Many people often use ceramic tile and porcelain interchangeably. However, they are two separate products, manufactured in very different ways. While you will get similar benefits from both tile floors, it might be best to know exactly what the differences are between the two, so that you can make an educated choice about which is best for your own home.

At Palm Design + Surfaces, we know how important your floors are to you, so they are equally as important to us. We want to make sure you are armed with all the necessary knowledge to make the best choice. In fact, we invite you to our showroom, located in Sacramento, CA, to speak with a flooring professional who can answer all the questions that you might have, and show you our full line of flooring. We service the areas of Sacramento, Folsom, Roseville, Eldorado Hills, and Elk Grove, and we’d love the chance to serve you as well.

Ceramic tile and porcelain–what are the differences?
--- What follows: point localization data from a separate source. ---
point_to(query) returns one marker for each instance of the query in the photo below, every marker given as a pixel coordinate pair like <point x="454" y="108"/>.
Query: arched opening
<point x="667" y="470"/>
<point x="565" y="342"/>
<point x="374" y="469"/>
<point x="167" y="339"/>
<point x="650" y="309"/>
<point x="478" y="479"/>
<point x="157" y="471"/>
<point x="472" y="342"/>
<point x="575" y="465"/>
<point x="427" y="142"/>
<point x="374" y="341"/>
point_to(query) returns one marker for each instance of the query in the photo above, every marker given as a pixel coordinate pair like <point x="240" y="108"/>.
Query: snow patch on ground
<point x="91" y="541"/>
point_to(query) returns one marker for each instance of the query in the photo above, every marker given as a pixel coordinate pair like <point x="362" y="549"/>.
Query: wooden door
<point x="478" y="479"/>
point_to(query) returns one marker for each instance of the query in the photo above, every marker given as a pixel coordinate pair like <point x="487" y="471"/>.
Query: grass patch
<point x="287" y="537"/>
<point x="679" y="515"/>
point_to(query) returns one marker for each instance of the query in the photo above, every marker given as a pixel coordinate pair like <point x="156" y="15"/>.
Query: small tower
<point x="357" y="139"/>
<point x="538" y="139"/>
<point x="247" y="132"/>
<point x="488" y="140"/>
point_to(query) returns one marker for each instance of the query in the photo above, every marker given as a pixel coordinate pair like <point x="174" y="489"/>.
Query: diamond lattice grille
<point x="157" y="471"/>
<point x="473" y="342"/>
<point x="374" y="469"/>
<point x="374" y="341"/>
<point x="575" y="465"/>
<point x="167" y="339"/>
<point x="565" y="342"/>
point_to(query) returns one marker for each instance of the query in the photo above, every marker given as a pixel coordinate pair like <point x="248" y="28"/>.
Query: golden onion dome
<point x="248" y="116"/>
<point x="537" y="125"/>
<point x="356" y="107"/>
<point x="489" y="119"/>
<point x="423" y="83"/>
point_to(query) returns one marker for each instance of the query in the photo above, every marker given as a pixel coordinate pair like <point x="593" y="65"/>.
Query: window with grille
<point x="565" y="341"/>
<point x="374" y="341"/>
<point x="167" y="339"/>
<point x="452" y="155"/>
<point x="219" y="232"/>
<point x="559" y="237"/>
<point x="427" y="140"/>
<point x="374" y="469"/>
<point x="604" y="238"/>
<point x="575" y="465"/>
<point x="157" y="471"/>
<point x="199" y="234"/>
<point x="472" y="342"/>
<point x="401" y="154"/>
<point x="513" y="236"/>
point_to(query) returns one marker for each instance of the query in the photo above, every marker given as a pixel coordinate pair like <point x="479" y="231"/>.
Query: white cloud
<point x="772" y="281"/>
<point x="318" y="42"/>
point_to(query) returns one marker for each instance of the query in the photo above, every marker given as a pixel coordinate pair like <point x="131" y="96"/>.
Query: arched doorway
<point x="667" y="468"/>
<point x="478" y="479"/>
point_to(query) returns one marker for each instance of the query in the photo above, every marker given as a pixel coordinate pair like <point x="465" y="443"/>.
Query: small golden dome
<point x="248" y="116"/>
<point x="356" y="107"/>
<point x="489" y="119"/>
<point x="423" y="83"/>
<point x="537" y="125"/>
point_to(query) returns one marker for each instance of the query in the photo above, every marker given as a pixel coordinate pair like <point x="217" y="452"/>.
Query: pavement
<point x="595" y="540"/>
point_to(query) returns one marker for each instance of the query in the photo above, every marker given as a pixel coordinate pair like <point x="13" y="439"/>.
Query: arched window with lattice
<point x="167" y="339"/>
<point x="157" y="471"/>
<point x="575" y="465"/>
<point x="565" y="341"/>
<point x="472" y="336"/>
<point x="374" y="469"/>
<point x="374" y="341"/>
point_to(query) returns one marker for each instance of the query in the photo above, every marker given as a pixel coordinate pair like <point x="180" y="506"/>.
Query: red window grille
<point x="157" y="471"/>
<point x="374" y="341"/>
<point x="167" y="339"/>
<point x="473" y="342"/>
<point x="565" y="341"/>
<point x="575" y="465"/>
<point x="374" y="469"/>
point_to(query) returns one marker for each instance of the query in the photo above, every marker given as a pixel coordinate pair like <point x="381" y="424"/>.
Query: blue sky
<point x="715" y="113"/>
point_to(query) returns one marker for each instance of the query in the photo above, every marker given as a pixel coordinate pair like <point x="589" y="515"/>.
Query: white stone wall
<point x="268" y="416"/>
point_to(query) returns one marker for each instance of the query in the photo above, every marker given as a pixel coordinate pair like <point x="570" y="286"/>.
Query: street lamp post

It is important to know exactly how ceramic tile and porcelain differ. Knowing the difference means you will get exactly which one you need to match your own specifications. Of course, it’s likely that you won’t notice a huge difference in walking on them, but over the life of the tile, it may start to show that one is better than the other is.

Porcelain tile is made with very high quality clay and then, after being formed to size, fired in a very hot kiln. This produces a very dense, very hard tile that is nearly impervious to water. It’s one of the best choices for flooring in the bathroom and kitchen. However, when used in the bathroom, we suggest a protective grit surface coating for safety reasons. Porcelain also tends to show much less wear and tear in the form of scratches, scuffs and even chips, as the tile is the same color throughout.

Ceramic tile uses lower quality clay, mixed with other natural ingredients. Once it is removed from the kiln, it is then coated with bright colors and designs that make it a designers dream in the home. These tiles can be used to create mosaics, repeating patterns, shapes, pictures and much more. It is also quite resistant to water, though not as much as porcelain, and stands up well under moderate to heavy traffic.